In metastatic pancreatic adenocarcinoma, the median overall survival for patients treated with nab-paclitaxel and gemcitabine is 8.5 months. The 1-year overall survival rate for this regimen is approximately 35%, with a 2-year overall survival rate of 9%. These figures are derived from pivotal clinical trials comparing the combination to gemcitabine monotherapy.
What is the best chemotherapy for metastatic pancreatic cancer?
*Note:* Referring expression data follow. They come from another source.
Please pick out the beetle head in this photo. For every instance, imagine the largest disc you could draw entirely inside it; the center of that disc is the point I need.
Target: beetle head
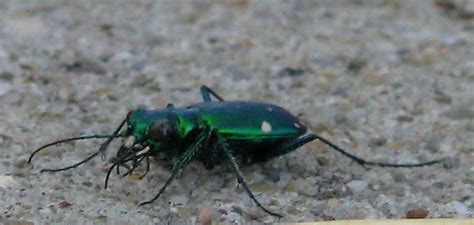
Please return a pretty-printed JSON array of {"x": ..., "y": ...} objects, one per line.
[{"x": 152, "y": 125}]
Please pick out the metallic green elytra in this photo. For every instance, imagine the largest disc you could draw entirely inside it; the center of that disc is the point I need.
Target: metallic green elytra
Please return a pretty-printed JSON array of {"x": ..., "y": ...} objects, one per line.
[{"x": 213, "y": 132}]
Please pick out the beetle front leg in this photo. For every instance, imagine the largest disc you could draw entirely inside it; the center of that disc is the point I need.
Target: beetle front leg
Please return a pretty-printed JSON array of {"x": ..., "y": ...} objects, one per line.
[
  {"x": 104, "y": 145},
  {"x": 206, "y": 93},
  {"x": 240, "y": 178},
  {"x": 183, "y": 161}
]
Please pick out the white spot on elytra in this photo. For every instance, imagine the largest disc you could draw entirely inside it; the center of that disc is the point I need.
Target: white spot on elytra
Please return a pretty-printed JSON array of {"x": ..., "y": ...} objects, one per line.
[{"x": 266, "y": 127}]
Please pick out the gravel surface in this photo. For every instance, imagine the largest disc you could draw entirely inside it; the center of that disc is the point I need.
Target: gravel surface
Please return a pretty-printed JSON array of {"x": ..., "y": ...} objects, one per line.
[{"x": 388, "y": 80}]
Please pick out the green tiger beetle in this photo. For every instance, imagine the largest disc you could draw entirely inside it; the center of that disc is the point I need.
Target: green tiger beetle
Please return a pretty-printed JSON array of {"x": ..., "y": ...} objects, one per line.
[{"x": 213, "y": 132}]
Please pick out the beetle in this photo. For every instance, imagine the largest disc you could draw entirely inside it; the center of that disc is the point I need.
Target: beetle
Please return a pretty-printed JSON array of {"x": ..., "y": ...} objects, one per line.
[{"x": 213, "y": 132}]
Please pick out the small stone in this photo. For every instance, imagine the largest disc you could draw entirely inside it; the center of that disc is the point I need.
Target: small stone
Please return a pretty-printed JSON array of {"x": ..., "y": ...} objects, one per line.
[
  {"x": 459, "y": 113},
  {"x": 418, "y": 213},
  {"x": 204, "y": 216},
  {"x": 358, "y": 186},
  {"x": 7, "y": 181},
  {"x": 327, "y": 217},
  {"x": 64, "y": 204},
  {"x": 460, "y": 208},
  {"x": 5, "y": 88}
]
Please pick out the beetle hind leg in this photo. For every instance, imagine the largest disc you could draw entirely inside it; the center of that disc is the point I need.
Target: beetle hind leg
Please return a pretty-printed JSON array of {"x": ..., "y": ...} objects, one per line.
[{"x": 235, "y": 169}]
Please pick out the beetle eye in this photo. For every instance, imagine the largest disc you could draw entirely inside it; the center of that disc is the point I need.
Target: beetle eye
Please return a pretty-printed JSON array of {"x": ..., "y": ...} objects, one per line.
[{"x": 159, "y": 130}]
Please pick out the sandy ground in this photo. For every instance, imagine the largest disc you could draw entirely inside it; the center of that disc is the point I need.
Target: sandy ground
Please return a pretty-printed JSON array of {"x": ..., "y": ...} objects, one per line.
[{"x": 388, "y": 80}]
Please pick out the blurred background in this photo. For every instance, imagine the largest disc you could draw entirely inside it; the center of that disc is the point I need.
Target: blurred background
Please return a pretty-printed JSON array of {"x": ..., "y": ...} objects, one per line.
[{"x": 387, "y": 80}]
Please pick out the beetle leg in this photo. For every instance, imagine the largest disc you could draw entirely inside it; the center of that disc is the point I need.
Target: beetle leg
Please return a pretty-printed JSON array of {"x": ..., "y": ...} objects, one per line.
[
  {"x": 206, "y": 93},
  {"x": 240, "y": 178},
  {"x": 117, "y": 163},
  {"x": 104, "y": 145},
  {"x": 147, "y": 167},
  {"x": 183, "y": 161},
  {"x": 363, "y": 162}
]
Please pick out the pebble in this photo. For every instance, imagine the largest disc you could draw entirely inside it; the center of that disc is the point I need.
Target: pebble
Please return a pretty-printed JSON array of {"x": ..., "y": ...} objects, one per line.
[
  {"x": 460, "y": 208},
  {"x": 358, "y": 186},
  {"x": 418, "y": 213},
  {"x": 459, "y": 113},
  {"x": 7, "y": 182},
  {"x": 204, "y": 216}
]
For fit patients with good performance status, FOLFIRINOX (5-FU, leucovorin, irinotecan, oxaliplatin) is often considered the most effective first-line chemotherapy for metastatic pancreatic cancer. An alternative highly effective regimen, particularly for patients who may not tolerate FOLFIRINOX, is gemcitabine plus nab-paclitaxel. The selection between these regimens depends on patient performance status, comorbidities, and individual risk-benefit assessment.
What is the clinical rationale for incorporating targeted agents like MEK inhibitors in metastatic pancreatic cancer regimens?
Metastatic pancreatic cancer remains a highly aggressive disease with a poor prognosis, necessitating more effective treatment strategies. Targeted agents like MEK inhibitors aim to block critical signaling pathways, such as the RAS/MAPK pathway, which are frequently dysregulated in pancreatic tumors. The rationale for their incorporation is to enhance the cytotoxic effects of chemotherapy, overcome resistance mechanisms, and improve therapeutic efficacy.
How do novel combination therapies aim to improve outcomes in metastatic pancreatic adenocarcinoma?
Novel combination therapies in metastatic pancreatic adenocarcinoma are designed to address the complex biology and high resistance rates characteristic of this cancer. These regimens often integrate targeted agents, immunotherapies, or novel chemotherapeutic approaches with existing standards of care. The goal is to achieve synergistic effects, enhance tumor response, and ultimately extend progression-free survival and overall survival for patients.